Let be $f:\mathbb{R}^2 \to \mathbb{R}$, with $f{x \choose y}= x^2+y$. We assume that $\mathbb{R}^2$ is equipped with the maximum norm $\Vert \cdot \Vert_{\infty}$. I want to check if $f$ is continuous at point ${a \choose b}$:
So let be $\epsilon>0$ and ${x \choose y}\in\mathbb{R}^2$ with $\Vert {x \choose y}-{a \choose b}\Vert_{\infty}<\delta$. Let's assume without loss of generality that $\Vert {x \choose y}-{a \choose b}\Vert_{\infty}= |(x-a)|<\delta$. Plugging the points into $f$ yields:
$\vert x^2+y-a^2-b\vert=\vert(x-a)(x+a)+(y-b)\vert\leq \vert(x-a)(x+a)\vert +\vert(y-b)\vert \leq \delta\vert (x+a)\vert +\delta\leq \delta\vert (a+a+\delta)\vert +\delta$ $\leq 2|a|\delta+\delta^2+\delta= \delta^2+\delta(2|a|+1)$.
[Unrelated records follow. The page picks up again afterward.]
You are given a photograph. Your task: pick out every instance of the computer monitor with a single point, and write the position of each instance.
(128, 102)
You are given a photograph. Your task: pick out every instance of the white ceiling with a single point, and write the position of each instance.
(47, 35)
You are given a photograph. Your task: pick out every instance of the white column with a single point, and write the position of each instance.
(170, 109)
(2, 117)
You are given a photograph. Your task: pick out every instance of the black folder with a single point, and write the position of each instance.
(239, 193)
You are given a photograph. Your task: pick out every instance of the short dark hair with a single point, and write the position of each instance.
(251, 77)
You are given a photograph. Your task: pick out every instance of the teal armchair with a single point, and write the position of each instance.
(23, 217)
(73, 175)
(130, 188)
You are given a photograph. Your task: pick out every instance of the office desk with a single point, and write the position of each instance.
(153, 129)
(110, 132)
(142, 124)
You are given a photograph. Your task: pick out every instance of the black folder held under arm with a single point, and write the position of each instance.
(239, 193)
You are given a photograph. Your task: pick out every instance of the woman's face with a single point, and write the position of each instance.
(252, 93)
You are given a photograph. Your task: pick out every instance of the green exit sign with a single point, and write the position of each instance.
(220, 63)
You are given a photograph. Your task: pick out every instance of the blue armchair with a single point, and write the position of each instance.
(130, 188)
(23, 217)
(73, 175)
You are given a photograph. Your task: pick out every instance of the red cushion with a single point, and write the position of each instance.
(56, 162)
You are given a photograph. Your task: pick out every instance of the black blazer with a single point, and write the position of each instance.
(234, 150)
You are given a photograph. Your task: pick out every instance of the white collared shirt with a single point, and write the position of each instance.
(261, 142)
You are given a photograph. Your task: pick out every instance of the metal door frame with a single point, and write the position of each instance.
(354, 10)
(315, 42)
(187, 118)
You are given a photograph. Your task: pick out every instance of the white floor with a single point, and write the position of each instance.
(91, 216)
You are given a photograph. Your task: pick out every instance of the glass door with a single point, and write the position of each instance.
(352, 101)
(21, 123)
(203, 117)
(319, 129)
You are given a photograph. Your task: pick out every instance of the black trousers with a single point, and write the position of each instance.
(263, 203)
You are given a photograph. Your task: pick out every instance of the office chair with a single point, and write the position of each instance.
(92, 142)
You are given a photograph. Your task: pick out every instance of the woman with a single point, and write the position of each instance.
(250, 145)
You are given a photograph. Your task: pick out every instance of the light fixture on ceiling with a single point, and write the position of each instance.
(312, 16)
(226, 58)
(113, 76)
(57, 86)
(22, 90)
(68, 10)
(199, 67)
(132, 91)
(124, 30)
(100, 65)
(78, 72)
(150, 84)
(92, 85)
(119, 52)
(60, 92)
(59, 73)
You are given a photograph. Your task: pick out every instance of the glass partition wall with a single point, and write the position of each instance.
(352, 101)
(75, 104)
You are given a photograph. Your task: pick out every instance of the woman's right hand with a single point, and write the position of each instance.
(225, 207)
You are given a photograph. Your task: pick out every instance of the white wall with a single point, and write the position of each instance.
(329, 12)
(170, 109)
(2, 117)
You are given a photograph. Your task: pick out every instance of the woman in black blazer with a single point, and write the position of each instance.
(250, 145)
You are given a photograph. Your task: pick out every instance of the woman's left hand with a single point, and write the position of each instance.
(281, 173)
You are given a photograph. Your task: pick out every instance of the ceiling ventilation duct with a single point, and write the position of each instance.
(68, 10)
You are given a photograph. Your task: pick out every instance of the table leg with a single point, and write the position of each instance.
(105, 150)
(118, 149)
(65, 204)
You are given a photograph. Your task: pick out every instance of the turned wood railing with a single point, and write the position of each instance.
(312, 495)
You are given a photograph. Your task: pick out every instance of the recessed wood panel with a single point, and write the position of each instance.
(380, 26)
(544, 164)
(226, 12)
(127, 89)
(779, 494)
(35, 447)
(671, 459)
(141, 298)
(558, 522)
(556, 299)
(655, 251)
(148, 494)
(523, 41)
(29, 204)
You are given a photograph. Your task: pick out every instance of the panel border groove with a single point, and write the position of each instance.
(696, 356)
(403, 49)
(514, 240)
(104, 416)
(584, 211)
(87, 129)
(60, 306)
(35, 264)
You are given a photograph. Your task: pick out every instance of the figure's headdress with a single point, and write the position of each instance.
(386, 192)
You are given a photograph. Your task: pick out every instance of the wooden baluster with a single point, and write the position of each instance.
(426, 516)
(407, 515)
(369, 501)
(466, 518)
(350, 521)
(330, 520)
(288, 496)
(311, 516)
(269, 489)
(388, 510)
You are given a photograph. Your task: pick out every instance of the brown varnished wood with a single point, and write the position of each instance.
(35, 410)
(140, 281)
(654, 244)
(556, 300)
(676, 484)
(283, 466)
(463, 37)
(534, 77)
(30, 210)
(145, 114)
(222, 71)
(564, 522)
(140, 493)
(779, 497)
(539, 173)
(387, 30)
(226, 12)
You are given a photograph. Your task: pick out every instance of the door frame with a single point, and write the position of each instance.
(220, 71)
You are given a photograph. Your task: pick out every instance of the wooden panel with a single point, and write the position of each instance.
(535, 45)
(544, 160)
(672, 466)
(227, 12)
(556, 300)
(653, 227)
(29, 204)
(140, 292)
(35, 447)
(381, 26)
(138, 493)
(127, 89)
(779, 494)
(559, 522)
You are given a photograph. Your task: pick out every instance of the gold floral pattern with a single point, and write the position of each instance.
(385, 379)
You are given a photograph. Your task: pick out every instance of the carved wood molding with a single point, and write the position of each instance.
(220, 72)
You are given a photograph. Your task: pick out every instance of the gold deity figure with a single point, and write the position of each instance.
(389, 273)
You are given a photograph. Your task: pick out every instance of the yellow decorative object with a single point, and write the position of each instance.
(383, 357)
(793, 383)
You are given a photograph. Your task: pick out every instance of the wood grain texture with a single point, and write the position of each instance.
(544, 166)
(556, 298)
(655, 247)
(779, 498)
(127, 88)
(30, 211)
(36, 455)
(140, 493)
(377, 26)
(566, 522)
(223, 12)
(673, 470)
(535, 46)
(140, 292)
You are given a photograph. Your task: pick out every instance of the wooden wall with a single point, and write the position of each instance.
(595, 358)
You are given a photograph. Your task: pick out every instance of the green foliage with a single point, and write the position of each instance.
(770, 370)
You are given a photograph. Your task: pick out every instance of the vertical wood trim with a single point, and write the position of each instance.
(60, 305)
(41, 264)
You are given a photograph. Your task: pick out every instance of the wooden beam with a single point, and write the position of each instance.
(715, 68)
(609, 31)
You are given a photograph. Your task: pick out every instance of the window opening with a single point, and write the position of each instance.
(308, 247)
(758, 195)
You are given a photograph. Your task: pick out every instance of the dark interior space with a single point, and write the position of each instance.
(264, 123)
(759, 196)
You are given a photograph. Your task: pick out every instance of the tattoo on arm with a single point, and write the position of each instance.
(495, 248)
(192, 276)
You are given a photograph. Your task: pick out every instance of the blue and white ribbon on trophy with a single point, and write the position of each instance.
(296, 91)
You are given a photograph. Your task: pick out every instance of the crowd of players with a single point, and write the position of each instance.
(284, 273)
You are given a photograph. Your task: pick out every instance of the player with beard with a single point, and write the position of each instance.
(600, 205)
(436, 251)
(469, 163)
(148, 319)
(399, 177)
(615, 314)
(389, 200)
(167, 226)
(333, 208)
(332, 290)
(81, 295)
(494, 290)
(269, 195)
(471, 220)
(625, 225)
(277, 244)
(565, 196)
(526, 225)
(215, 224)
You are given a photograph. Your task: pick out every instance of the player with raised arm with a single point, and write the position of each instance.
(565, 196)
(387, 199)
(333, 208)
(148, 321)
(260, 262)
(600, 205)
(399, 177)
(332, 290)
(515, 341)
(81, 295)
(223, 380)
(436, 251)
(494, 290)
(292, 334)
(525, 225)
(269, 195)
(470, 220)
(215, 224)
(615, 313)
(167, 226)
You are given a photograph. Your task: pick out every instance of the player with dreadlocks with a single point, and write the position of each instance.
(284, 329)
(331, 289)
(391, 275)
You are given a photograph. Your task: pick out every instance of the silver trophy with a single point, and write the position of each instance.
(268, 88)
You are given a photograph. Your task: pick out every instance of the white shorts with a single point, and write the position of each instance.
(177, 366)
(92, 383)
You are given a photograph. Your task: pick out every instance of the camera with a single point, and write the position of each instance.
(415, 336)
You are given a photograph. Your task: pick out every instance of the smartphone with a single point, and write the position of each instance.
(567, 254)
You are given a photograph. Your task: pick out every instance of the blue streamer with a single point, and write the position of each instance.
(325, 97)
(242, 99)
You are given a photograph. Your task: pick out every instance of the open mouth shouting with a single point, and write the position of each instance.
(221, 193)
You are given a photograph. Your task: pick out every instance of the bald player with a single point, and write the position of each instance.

If I choose the $\delta$ small engough, $0<\delta<1$, then I can further conclude that: $\delta^2+\delta(2|a|+1)< \delta(2|a|+2)$.
Then, I simply set my $\delta$ such that $\delta:= \frac{\epsilon}{(2|a|+2)}$. This means that we have found a $\delta$ which only depends on $a$ and $\epsilon$ and it holds that $\vert f{a \choose b} -f{x \choose y}\vert < \epsilon$ for all points ${x \choose y}$ with $\Vert {x \choose y}-{a \choose b}\Vert_{\infty}<\delta$. So $f$ is conitinuous at point ${a \choose b}$.
Is this correct? Are the upper bounds I used correct? Would you do it differently if you use the $\epsilon$-$\delta$ criterion?
Any comments or feedback is appreciated :)
1) You say: "let's assume without loss of generality that $\|(x,y) -(a,b)\|_\infty = |x-a|$. You can't really do this WLOG (at least I don't see how you don't lose generality), but more importantly you don't need to make this assumption, it isn't used anywhere. By the definition of the $\|\cdot \|_\infty$ norm, $|x-a|, |y-b|<\delta$.
2) You write that you define $\delta := \frac{\epsilon}{2|a| + 2}$, but you really need to take $\delta := \min( \frac{\epsilon}{2|a| + 2}, 1)$ since you used, $\delta \leq 1$ above.
Other than that, everything looks good.